An umbrella review of the effectiveness of dignity therapy for patients with advanced illness — ASN Events

An umbrella review of the effectiveness of dignity therapy for patients with advanced illness (#916)

Pei-Fan Mu 1 2 , Yi-Wei Chen 3 4 , Chih-Yu Huang 5 , Yi-Chen Wu 6
  1. Distinguished Professor, College of Nursing, National Yang Ming Chiao Tung University, Taipei, Taiwan
  2. Director, Taiwan Evidence Based Practice Center: A Joanna Briggs Center of Excellence, Taipei, Taiwan
  3. Attending Physician, Department of Oncology, Taipei Veterans General Hospital, Taipei, Taiwan
  4. Assistant Professor, Faculty of Medicine, National Yang Ming Chiao Tung University, Taipei, Taiwan
  5. Doctoral student, Department of Nursing, National Yang Ming Chiao Tung University, Taipei, Taiwan
  6. Master’s student, Institute of Clinical Nursing, National Yang Ming Chiao Tung University, Taipei, Taiwan

Background

Dignity therapy is an evidence-based and brief psychotherapeutic intervention which is for the purpose of relieving psychological, emotional, and spiritual distress and improving the life meaning and dignity among terminally ill patients. Literature reviews have shown that the duration of dignity therapy, outcome variables, and conclusions of these reviews are mixed.

Aims

The objective of this review was to synthesize systematic reviews of the effectiveness of dignity therapy for patients with advanced illness.

Method

This umbrella review included systematic reviews and meta‐analysis reporting on effectiveness of dignity therapy for patients with advanced illnesses. Six electronic databases included MEDLINE, Cochrane, CINAHL, JBI Evidence Synthesis, Web of Science (WOS) and Airiti-library were systematic searched from inception to August 2022. Quality assessments were used the standard JBI critical appraisal instrument for systematic reviews and research syntheses.

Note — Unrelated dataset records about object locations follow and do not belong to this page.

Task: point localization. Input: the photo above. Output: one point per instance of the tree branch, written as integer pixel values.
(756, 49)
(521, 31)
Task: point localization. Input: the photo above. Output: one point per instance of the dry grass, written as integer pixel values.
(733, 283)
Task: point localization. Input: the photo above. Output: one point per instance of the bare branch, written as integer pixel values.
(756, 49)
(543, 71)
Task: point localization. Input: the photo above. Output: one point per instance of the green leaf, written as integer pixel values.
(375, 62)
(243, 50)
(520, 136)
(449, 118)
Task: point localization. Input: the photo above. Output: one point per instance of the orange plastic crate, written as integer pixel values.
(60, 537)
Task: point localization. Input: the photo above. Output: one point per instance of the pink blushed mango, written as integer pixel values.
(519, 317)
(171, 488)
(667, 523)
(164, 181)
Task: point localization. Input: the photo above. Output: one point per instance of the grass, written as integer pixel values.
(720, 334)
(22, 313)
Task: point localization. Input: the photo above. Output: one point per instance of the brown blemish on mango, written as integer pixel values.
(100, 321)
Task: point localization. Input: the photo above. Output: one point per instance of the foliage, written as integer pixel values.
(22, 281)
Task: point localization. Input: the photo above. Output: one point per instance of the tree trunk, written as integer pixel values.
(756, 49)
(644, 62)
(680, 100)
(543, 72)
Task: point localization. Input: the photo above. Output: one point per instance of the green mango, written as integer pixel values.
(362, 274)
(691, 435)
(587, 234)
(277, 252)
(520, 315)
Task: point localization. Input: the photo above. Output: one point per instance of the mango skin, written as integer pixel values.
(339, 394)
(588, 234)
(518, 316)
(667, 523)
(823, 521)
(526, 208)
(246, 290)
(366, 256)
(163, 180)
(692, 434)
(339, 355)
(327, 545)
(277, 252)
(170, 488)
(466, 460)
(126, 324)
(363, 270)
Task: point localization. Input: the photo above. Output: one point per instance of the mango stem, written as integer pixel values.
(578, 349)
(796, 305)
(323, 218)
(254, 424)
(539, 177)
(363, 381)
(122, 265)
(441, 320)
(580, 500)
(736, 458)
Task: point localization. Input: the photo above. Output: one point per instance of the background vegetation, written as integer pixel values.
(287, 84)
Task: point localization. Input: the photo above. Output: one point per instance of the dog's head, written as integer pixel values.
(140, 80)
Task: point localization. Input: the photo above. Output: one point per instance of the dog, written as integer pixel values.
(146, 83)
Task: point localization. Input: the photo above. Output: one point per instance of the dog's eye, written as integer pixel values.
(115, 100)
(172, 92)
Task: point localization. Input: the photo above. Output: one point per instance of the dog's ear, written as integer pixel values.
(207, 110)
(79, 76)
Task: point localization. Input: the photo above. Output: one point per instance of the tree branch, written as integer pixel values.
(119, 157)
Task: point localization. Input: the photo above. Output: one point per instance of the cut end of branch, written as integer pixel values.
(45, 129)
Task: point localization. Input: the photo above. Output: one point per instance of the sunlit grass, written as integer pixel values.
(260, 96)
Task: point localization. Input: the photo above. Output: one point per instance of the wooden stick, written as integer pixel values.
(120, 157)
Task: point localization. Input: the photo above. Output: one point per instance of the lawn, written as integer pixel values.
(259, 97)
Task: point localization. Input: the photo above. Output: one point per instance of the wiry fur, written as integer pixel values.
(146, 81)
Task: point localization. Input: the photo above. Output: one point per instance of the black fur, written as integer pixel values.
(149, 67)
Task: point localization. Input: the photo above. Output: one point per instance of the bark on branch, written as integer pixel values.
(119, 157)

All dignity therapy outcomes considered under the primary outcomes of the study.

Results

Five systematic reviews and meta‐analysis were identified. Average quality of the reviews was high. In terms of participant characteristics, four studies focused on patients with advanced or terminal cancer, and one wasn't confined to any diseases. Intervention duration included 7 to 10 days, 1 month, and 2 months. The primary outcome was used Patient Dignity Inventory (PDI) to assess dignity. The secondary outcomes included hope, spiritual well-being, quality of life, anxiety, and depression with different measuring instruments. The findings indicated that the duration of dignity therapy longer than one week or one month could significantly decrease patients’ anxiety scale, and depression score, as well as increase, hope score respectively. 

Conclusion

Dignity therapy is associated with the psychological well-being of patients with advanced illnesses. This study provided evidence for clinical professionals to implement dignity therapy depending on patients' characteristics and the duration of providing dignity therapy. Dignity therapy should be recommended for people with advanced illnesses to improve mental health to improve quality of life.